With Harman, he’d actually given up on acting. He's actually producing now and we were working on a film together at the same time we were casting Scoop and we were struggling with the character of JCP Shroff because so many actors had said no. And suddenly I messaged Mukesh and said “What do you think of Harman?”. He said, “I think he’d be great but will he do it?”. I really had to work on Harman because his previous acting stints left him in a bit of despair and he had since shifted his focus to producing which he's doing successfully now. When he finally agreed, he came without any baggage. He didn't have anything to prove. The second that happens, the actor within you blossoms.

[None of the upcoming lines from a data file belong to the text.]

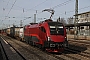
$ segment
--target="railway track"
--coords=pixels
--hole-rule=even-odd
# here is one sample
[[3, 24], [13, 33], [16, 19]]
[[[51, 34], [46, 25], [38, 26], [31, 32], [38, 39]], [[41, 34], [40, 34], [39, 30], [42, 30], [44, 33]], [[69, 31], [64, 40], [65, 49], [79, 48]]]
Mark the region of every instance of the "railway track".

I really enjoy that process of an actor not worrying about how they come across.

Were you also glad that you were making a show about journalism that’s set in 2011? It just felt like a simpler time when newspapers mattered, the front page mattered, and the beast of social media and online reporting wasn’t the mess it is today. I imagine it’d be much harder to tell this story if it was set in 2023?

Hansal: At that time we were right at the cusp of change. The landscape was already changing. Some monsters were unleashed just a few years later. Ever since the Kandahar Hijack, you saw the landscape shifting and news becoming reality TV. And then 9/11 and 26/11 - all those things impacted the way we were consuming news. It had become a medium of engagement and generating business, which is what we explore in the show - the constant battle of what is news, what is ethical, and what sells. Now it's not a battle anymore. Now it's understood that ethics don't matter.

You have a great line in the show when journalists in a hospital are trying to take a picture of a dead body, and someone shouts at them and says “Show some respect”, and the journalists say “Sir, if we show respect people will change the channel”.

Hansal: Exactly. It’s a very telling moment. It's an important line, but I didn’t want to underline it or stress on it in the show. It’s said in just matter of fact way. That’s just their reality.

Jagruti becomes the result of that reality and an ugly media trial. But she’s also a part of the very system that attacks her. Do you consider her to be a good journalist?

Karishma: I think she was very ambitious and there’s nothing wrong with that. She had dreams and she was very talented. And in that mess, if something like this happens, it’s very unfortunate.

Hansal: I think she also crossed the line. But you never know when you're crossing the line. You justify it to yourself, not knowing what the collateral damage is until you become the collateral damage.